I was studying ‘the puzzle’ when father came to uncle Beldin’s tower to say his goodbyes. Beldaran and I were perhaps a year and a half old – or maybe a little younger – when he came to the tower and kissed Beldaran. I felt that usual surge of jealousy, but I kept my eyes firmly fixed on ‘the puzzle’, hoping he’d go away.
And then he picked me up, tearing my attention away from what I was working on. I tried to get away from him, but he was stronger than I was. I was hardly more than a baby, after all, although I felt much older. ‘Stop that,’ he told me, and his tone seemed irritable. ‘You may not care much for the idea, Pol, but I’m your father, and you’re stuck with me.’ And then he kissed me, which he’d never done before. For a moment – only a moment – I felt his pain, and my heart softened toward him.

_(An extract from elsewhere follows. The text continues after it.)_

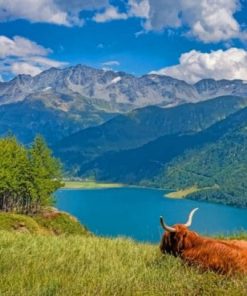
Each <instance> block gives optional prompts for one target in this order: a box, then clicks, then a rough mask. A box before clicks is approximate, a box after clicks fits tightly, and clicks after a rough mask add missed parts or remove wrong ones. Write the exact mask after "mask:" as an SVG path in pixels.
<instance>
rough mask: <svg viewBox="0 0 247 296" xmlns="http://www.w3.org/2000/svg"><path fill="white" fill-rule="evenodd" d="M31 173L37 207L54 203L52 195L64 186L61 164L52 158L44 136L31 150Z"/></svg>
mask: <svg viewBox="0 0 247 296" xmlns="http://www.w3.org/2000/svg"><path fill="white" fill-rule="evenodd" d="M29 157H30V164H31V171H32V176H33V180H34V187H35V191H36V201H35V206H36V208H37V209H38V207H40V206H47V205H51V204H52V203H53V197H52V193H53V192H55V191H56V190H57V189H58V188H60V187H61V186H62V183H61V181H60V180H61V177H62V170H61V164H60V162H59V161H58V160H57V159H56V158H54V157H53V156H52V152H51V150H50V149H49V148H48V147H47V145H46V143H45V140H44V139H43V138H42V136H40V135H39V136H37V137H36V138H35V140H34V143H33V145H32V146H31V148H30V150H29Z"/></svg>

‘No,’ mother’s thought came to me, ‘not yet.’ At the time, I thought it was because she was still very angry with him and that I was to be the vessel of her anger. I know now I was mistaken. Wolves simply don’t waste time being angry. My father’s remorse and sorrow had not yet run their course, and the Master still had many tasks for him. Until he had expiated what he felt to be his guilt, he’d be incapable of those tasks. My misunderstanding of mother’s meaning led me to do something I probably shouldn’t have done. I struck out at him with ‘the puzzle’.
‘Spirited, isn’t she?’ he murmured to uncle Beldin. Then he put me down, gave me a little pat on the bottom, which I scarcely felt, and told me to mind my manners.
I certainly wasn’t going to give him the satisfaction of thinking that his chastisement in any way had made me change my opinion of him, so I turned, still holding ‘the puzzle’ like a club, and glared at him.
‘Be well, Polgara,’ he told me in the gentlest way imaginable. ‘Now go play.’
He probably still doesn’t realize it, but I almost loved him in that single instant – almost, but not quite. The love came later, and it took years.
It was not long after that that he turned and left the Vale, and I didn’t see him again for quite a number of years.
Chapter 2
Nothing that ever happens is so unimportant that it doesn’t change things, and father’s intrusion into our lives could hardly be called unimportant. This time the change was in my sister Beldaran, and I didn’t like it. Until my father returned from his excursion to Mallorea, Beldaran was almost exclusively mine. Father’s return altered that. Now her thoughts, which had previously been devoted to me, became divided. She thought often of that beer-soaked old rogue, and I resented it bitterly.
Beldaran, even when we were hardly more than babies, was obsessed with tidiness, and my aggressive indifference to my appearance upset her greatly.
‘Can’t you at least comb your hair, Pol?’ she demanded one evening, speaking in ‘twin’, a private language that had grown quite naturally between us almost from the time we were in the cradle.